The name of my little corner of the internet, ‘Sophie is…’, was the beginning of a sentence that I hoped I might be able to complete some time soon. With actions at first, and then, as time went on, with a label – something to replace the title of ‘teacher’ which I had worn with pride for the preceding decade.
There were obvious contenders – ‘a mum’ being the strongest one. I remember having a conversation with one of my oldest friends a few weeks after I’d entered the weird and wonderful world of blogging. Like me, she had recently celebrated the first birthday of her first child. Like me, she was struggling to come to terms with putting to one side the career she had worked so hard for. And also like me any regret or guilt she felt at that was still superseded by a strong sense of relief at being allowed, if she so chose, to be ‘just’ a mum.

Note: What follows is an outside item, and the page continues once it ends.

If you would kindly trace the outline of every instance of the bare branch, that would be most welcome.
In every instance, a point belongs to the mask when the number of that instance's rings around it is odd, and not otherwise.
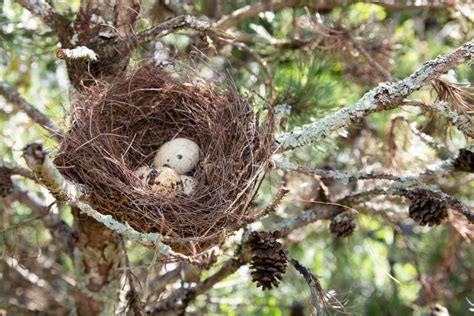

We spoke about the power of that little qualifier, how hard it was for us – and for society – to accept that nurturing a child was a worthwhile use of our time. We discussed how there were days when being a mum felt more than we were capable of, even with all the time in the world, and others when we longed to be filling our time with something that reflected more of who we used to be, not just this new person we had become.
I think about this a lot, still.
I have not yet been able to relinquish my son to nursery or any other form of regular childcare. I worry that we would both miss too much. But at the same time I have not been able to entirely throw myself into being a mum.
I have needed something more.
And so, as well as ‘a mum’, Sophie is… ‘a writer’, ‘a school governor’, ‘a local councillor’, ‘an education consultant’. All of these things are exciting and fulfilling, and take an increasing amount of my time. Only the last is guaranteed to bring in any income, though I’m still holding out for those novels finding a publisher.
I know I am incredibly lucky to have the choices that I do.
But now I worry that I am spreading myself too thin. I still have not found a satisfying way to complete the unfinished sentence that began this blog.
And the blogging itself is confusing me recently – not the act of doing it, but what it’s all for. I found myself in a heated discussion about this a few weeks ago with someone who shall remain anonymous but whose opinion means an awful lot. The nature of the argument is too complicated and personal to go into here but it left me feeling a bit empty, a bit pointless.
Except I love this blog. I love how it jumps from one topic to another, piquing the interest of a wide range of people even though it never lures them in as deeply as it might if my writing was more focused. I know I don’t play by the rules, I know my target audience isn’t clearly enough defined to attract advertisers, I know that I’m not interested in making the blog in itself a commercial enterprise. I know I could channel my efforts much more effectively if I picked an area and stuck to it, but I don’t want to – not yet at least. And that is where this blog, still, is a mirror of my life.
It hasn’t yet decided where its priorities lie, it’s enjoying making the most of all the new opportunities that are presented to it, being able to say ‘yes’ to all the ones that look like they might be interesting or fun.
It’s hard, though, going from an existence where you think you have it all figured out into one where you’re not even sure what your goals are any more, let alone how to reach them. It’s particularly hard for a validation-seeking, confidence-lacking, perfectionist like me.
But I’ve never been one to shy away from a challenge.
And so I think I’m going to have to put to one side this desire to figure out who I am and what I’m doing with my life. It may be hard to get my head round, but I think I’m going to have to accept that, for now, Sophie just is.